Protecting Information
Identity theft is made possible when personal information ends up in the wrong hands. When combined, full names, home addresses, phone numbers, national identification numbers, and other forms of data give criminals what they need to commit fraud.

As such, protecting that information is paramount to ensuring identities remain secure—a responsibility we all share. Here’s how you can help prevent identity theft:

  • Always follow policy
    Policies are designed with the intent to ensure confidential information remains confidential. Circumventing them for any reason undermines those intentions and could lead to data leaks.
  • Remain skeptical
    Treat requests for sensitive data with a high degree of skepticism. Avoid assuming someone is who they claim to be and take extreme caution whenever you access or transfer personal information.
  • Stay alert for phishing attacks
    Carefully scrutinize emails and learn to spot warning signs such as poor spelling, threatening language, a sense of urgency, and suspicious links or attachments. Think before you click!
  • Avoid removable media
    Not only are USB flash drives easy to lose, they are often used by cybercriminals to spread data-stealing malware. Never plug in a USB device that doesn’t belong to you.
  • Utilize strong passwords
    Protect every account with a strong, unique password. Consider implementing multi-factor authentication (MFA), a security feature that requires a second code before access is granted.
  • Report suspicious activity
    While protecting information requires a proactive approach, we still need to be reactive when something seems off. Report all security incidents or suspicious situations immediately.

Did you know?
Depending on your country of residence, you might have an option to freeze your credit. This prevents anyone from running credit checks for any reason. You can unfreeze it whenever necessary. Parents and guardians can also take advantage of this by freezing their children’s credit to prevent child identity theft.

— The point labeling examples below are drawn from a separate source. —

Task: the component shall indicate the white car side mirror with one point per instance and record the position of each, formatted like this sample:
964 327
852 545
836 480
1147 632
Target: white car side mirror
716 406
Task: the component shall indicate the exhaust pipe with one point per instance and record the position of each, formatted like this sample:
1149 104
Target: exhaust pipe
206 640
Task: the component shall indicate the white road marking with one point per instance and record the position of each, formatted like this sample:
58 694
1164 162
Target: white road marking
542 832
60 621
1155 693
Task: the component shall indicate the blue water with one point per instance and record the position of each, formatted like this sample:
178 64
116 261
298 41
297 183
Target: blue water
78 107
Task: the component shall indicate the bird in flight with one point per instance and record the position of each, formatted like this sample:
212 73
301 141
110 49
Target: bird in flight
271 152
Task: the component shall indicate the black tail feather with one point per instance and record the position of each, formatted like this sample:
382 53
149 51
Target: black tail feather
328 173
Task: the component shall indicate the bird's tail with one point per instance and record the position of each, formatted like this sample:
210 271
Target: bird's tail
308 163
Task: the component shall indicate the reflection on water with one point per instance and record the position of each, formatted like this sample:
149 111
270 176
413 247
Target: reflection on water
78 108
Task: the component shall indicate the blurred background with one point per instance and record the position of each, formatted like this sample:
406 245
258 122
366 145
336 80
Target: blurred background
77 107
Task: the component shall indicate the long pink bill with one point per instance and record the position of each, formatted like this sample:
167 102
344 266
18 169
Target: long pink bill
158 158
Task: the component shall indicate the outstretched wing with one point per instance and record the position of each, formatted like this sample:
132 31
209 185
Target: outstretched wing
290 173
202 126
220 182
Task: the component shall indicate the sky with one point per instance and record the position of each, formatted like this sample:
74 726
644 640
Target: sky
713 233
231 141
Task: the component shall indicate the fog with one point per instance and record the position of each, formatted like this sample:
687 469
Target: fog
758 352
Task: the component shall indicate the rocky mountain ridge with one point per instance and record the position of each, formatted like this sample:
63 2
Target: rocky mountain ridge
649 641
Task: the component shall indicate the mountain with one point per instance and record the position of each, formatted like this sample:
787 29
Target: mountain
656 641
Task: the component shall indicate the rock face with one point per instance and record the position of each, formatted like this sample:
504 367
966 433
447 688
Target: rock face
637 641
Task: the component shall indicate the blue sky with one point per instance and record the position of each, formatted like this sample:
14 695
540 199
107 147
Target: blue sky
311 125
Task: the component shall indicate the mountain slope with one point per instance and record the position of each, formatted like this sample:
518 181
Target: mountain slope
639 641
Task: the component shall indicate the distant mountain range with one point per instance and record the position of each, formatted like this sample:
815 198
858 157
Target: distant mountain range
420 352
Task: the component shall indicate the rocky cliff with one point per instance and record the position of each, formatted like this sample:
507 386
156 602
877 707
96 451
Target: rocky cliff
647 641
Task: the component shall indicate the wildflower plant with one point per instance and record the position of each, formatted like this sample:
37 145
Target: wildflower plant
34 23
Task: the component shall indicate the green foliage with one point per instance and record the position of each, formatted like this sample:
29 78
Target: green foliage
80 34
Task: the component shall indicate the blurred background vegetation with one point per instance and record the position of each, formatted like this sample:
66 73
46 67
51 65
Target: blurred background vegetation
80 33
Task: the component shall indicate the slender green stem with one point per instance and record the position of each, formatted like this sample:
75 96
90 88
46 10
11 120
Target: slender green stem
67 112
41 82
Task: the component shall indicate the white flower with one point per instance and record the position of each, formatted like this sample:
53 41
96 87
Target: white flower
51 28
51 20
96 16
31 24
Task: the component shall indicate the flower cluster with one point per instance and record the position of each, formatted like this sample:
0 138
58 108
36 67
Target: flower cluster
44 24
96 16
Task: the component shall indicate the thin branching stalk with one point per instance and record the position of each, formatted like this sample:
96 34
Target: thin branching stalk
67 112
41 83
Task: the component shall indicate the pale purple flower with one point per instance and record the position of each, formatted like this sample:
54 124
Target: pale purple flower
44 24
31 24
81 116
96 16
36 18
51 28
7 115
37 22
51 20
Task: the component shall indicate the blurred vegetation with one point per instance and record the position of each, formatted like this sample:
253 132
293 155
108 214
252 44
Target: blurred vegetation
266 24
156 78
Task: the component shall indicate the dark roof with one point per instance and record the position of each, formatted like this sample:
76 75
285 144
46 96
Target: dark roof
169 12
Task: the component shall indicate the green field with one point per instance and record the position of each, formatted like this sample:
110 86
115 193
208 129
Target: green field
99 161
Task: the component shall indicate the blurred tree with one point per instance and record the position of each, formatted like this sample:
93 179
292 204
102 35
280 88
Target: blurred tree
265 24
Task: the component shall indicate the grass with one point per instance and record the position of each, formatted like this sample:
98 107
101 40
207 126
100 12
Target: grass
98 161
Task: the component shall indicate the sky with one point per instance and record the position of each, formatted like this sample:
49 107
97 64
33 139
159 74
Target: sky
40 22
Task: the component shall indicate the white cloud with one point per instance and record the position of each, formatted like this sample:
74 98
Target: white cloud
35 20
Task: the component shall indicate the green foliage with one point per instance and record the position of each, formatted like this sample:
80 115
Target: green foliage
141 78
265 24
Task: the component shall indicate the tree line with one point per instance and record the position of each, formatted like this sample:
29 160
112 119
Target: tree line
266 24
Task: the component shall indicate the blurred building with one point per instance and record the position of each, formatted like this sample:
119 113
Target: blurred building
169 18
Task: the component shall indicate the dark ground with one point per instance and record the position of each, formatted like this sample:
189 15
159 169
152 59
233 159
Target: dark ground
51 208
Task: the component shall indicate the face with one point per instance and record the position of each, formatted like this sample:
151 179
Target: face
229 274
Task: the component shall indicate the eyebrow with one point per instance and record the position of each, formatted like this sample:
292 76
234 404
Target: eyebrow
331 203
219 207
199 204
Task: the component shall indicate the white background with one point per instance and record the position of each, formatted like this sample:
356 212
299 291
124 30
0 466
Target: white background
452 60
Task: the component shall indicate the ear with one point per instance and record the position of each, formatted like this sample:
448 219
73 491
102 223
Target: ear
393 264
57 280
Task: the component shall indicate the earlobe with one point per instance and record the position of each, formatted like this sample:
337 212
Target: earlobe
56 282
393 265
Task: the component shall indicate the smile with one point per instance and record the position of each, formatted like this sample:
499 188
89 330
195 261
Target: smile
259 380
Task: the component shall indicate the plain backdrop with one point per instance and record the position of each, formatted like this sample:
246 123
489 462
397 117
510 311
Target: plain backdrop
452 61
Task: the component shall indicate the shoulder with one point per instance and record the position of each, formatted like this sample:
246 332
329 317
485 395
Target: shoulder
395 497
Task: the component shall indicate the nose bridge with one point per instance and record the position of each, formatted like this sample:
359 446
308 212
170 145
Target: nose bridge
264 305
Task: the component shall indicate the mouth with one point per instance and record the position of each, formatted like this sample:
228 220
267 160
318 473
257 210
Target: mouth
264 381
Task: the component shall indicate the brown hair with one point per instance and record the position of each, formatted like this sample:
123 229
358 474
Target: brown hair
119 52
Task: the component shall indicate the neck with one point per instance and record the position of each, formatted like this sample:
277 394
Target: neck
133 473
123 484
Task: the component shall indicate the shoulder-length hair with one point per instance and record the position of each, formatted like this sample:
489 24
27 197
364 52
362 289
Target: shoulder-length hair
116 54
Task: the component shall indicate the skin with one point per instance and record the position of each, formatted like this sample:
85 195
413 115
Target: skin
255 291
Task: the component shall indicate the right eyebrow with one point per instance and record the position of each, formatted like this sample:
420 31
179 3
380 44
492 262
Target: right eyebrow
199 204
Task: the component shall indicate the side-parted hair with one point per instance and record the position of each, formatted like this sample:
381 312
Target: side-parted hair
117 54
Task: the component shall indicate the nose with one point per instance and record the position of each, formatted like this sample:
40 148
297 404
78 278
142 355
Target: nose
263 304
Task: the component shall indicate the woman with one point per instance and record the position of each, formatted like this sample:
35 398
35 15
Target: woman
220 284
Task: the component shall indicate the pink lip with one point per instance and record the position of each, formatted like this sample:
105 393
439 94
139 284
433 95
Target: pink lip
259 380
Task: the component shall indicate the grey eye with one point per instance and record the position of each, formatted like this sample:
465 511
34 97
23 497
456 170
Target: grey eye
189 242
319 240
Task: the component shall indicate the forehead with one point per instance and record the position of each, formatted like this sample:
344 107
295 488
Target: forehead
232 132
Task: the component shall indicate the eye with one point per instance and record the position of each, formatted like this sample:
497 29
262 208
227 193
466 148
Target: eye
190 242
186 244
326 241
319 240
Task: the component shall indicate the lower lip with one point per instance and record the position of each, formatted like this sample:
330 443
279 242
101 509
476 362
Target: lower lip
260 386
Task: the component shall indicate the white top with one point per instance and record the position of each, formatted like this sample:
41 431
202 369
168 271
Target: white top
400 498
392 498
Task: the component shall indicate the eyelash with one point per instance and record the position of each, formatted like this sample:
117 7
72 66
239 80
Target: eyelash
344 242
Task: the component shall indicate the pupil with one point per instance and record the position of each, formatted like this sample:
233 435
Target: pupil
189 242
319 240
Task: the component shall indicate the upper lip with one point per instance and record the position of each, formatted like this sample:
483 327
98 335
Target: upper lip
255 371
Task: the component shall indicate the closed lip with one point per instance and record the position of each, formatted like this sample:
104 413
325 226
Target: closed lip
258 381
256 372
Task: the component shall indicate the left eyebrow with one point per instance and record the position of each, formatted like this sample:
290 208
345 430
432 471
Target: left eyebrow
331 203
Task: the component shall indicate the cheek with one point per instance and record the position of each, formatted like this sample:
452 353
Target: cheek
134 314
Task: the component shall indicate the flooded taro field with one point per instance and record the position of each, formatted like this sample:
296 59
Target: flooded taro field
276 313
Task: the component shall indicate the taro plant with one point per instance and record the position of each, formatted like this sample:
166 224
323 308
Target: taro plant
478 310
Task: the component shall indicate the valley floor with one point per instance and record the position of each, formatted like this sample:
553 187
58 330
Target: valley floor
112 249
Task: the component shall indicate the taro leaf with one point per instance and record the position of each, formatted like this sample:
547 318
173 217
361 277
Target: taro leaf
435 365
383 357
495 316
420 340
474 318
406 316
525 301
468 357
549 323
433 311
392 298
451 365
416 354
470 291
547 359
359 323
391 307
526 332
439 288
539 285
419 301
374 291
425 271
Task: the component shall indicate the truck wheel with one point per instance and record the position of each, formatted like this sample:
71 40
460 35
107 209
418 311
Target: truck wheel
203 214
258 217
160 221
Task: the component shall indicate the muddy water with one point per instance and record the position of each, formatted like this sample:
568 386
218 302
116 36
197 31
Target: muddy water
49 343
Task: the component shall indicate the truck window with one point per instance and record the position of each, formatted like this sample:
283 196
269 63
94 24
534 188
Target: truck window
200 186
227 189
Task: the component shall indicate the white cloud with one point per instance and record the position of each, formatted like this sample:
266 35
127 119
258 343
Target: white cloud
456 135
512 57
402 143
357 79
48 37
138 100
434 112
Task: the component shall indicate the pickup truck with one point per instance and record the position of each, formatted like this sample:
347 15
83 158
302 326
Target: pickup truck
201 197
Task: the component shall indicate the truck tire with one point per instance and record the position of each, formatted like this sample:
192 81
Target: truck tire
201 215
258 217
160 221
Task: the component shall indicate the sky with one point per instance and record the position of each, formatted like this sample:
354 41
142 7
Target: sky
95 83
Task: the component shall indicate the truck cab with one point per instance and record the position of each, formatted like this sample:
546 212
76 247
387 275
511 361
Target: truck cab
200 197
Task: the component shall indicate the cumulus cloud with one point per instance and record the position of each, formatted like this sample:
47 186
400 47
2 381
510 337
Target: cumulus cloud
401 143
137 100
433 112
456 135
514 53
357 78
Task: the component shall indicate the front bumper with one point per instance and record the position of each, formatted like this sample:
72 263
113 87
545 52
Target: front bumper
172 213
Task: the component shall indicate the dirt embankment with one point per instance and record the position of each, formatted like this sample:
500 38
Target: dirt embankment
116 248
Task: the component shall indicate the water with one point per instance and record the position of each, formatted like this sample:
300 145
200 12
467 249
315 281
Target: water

Non-technical Ways Criminals Steal Data
While many instances of data leaks involve some form of criminal hacking, that’s not the only way data gets stolen. In a lot of cases, it’s humans who get hacked, not computers. Let’s explore the non-technical side of data theft.

  • Shoulder Surfing
    Sometimes the easiest way to steal information is by simply looking over someone’s shoulder as they browse on their laptop. You might be surprised what you can learn about someone by using this technique—a good reminder to use discretion when in public.
  • Piggybacking
    There are several reasons why organizations require badges or keycards to enter certain areas. One of those reasons is to prevent unauthorized access that could allow an outsider to steal information. That’s why it’s important to follow the “one badge; one entry” philosophy and never hold a door open for someone who doesn’t have clearance.
  • Tailgating
    You’ve probably encountered tailgating in various works of fiction, which typically involves a character sneaking through a door behind someone who has legitimate access. You can easily prevent this by ensuring doors to secured areas stay closed and locked.
  • Dumpster Diving
    We already mentioned that sensitive documents should be shredded when no longer needed. Be sure to take that advice home to protect sensitive information that, for example, exists in banking statements. Additionally, whenever you sell or recycle devices like smartphones, remember to restore to the factory defaults to erase all personal details.
  • Social Media Stalking
    Scammers are always searching for pieces of the data puzzle. Social media often offers lots of opportunities to find those pieces. This is because many people tend to share too much and fail to set accounts to private. In the process, they give scammers a chance to stalk social media profiles and gather information.
  • Pretexting
    A pretext is a made-up scenario designed to trick someone into divulging confidential information. A common example is a text message, phone call, or email that claims an account has been compromised and you need to confirm your login credentials immediately to avoid deactivation.